I've just finished the first profiles for QuantumGraph generation with this branch. Let's start by recapping where we were when we started - basically the status at the end of DM-24734, but I've re-run those profiles against the w_2020_25 and am reporting those more recent results to make sure it's a fair comparison for this branch.
Test is building a single-tract quantum graph for the full DRP Gen3 pipeline, with the database loaded with all three RC2 tracts, in a SQLite database on /project.

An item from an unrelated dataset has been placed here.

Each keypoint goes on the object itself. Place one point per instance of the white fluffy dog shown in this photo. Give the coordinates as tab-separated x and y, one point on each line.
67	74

On w_2020_25 (should be the same as master), total time was 57m54s:
- 26m37s: executing the big initial query, expanding its data IDs, and associating quanta and dataset data IDs. These steps are not easily separated in the logs on master, because they're interleaved. The profile lets us break them down, but the times are measured slightly differently so this is approximate:
- 2m0s: executing the big initial query
- 16m40s: expanding data IDs
- 7m95s: associating quantum and dataset data IDs (probably slightly overestimated relative to the others)
- 1m6s: follow-up queries for regular inputs (raw and deepCoadd_skyMap)
- 27m28s: follow-up queries for ISR prerequisites (calibrations)
- 1m9s: follow-up queries for calibrate prerequisites (refcats)
On this branch, total time was 54m51s:
- 8m13s: executing the big initial query, expanding its data IDs, and associating quanta and dataset data IDs. These steps are now separable in the logs, yielding:
- 1m25s: executing the big initial query
- 0m2s: expanding data IDs
- 6m46s: associating quantum and dataset data IDs
- 0m4s: follow-up queries for regular inputs (raw and deepCoadd_skyMap)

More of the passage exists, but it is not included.